Math Parser, Part 3: Implementation

November 08, 2008 / category: Parsing / 8 comments

The example implementation of a math parser is going to be written in Ruby because of its simplicity. Remember, however, that parsers are usually written in low-level languages, like C or C++. They are often located in the backbone of much bigger programs and are called frequently, so their performance has a great influence on overall system performance. Note that C code is fast, but its main disadvantage is the lack of portability (C code has to be compiled for every software platform separately).

Now we will go back to Ruby. As we have said in the previous part, it is a good idea to split parser into two parts: a lexer and a parser. We'll start from creating the lexer as it is the basic part.

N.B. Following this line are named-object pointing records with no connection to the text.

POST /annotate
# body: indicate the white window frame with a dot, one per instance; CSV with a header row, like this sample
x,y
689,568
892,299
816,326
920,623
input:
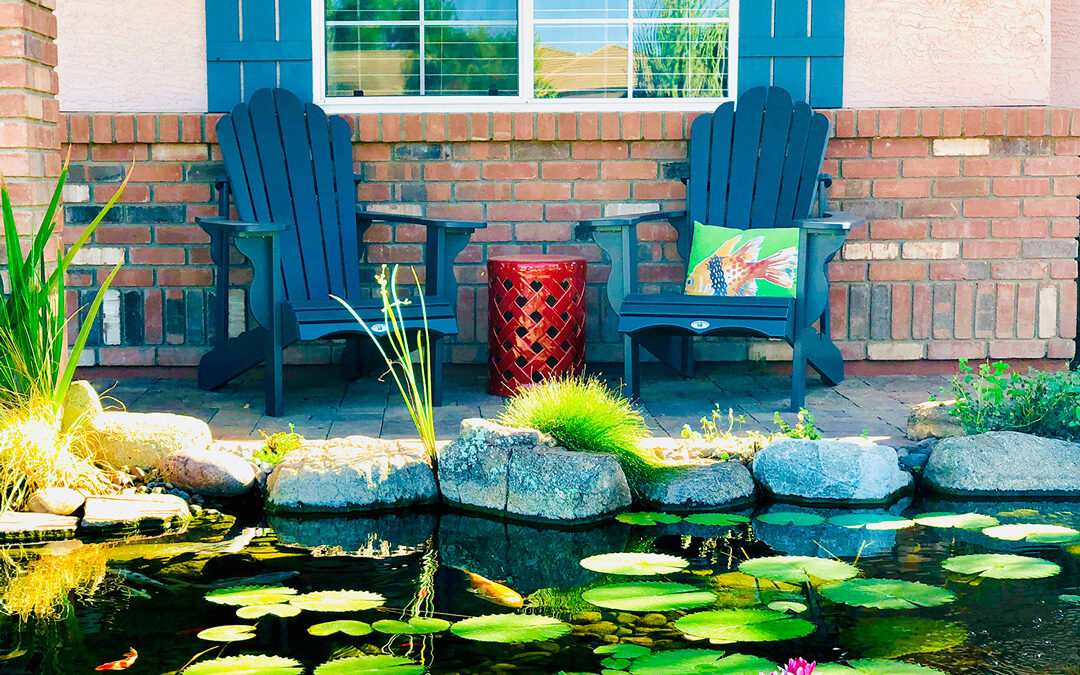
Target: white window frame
x,y
518,103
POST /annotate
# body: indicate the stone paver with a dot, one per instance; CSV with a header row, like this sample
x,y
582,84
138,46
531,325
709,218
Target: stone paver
x,y
321,404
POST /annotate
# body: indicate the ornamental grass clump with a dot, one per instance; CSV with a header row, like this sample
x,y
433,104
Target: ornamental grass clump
x,y
583,415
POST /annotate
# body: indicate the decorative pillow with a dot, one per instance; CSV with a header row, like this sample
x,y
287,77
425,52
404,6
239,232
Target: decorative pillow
x,y
743,262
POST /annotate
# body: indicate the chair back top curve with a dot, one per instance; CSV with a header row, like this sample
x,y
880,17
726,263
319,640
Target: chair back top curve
x,y
756,164
288,162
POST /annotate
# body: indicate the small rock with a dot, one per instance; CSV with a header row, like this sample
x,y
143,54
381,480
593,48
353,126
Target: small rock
x,y
55,500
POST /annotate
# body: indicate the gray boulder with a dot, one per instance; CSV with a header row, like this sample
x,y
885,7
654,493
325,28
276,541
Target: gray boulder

My eBook: “Memoirs of a Software Team Leader”
Read more »


Lexer's aim is to transform the input into a sequence of tokens. It will be convenient to create two classes: Lexer and Token. Lexer contains the get_next_token() method, which will be called by the parser. get_next_token() reads some characters from the input, recognizes them as a token (or it doesn't) and returns an instance of the Token class. Token class looks like following:

class Token
  Plus     = 0
  Minus    = 1
  Multiply = 2
  Divide   = 3

  Number   = 4

  LParen   = 5
  RParen   = 6

  End      = 7

  attr_accessor :kind
  attr_accessor :value

  def initialize
    @kind = nil
    @value = nil
  end

  def unknown?
    @kind.nil?
  end
end

At the beginning of the class, there are available token types defined. They are usually put inside an enum-like variable, but unfortunately Ruby doesn't provide any enum type. kind attribute holds the information about token type (Plus, Divide etc.). One may be wondering what is value attribute defined for. Well, if the token is a number, value attribute holds the number's value. Otherwise, value will just hold the nil value. Perhaps creating NumberToken class extending Token would be a more elegant and flexible solution, but we won't do it now as we want to focus on the main problem.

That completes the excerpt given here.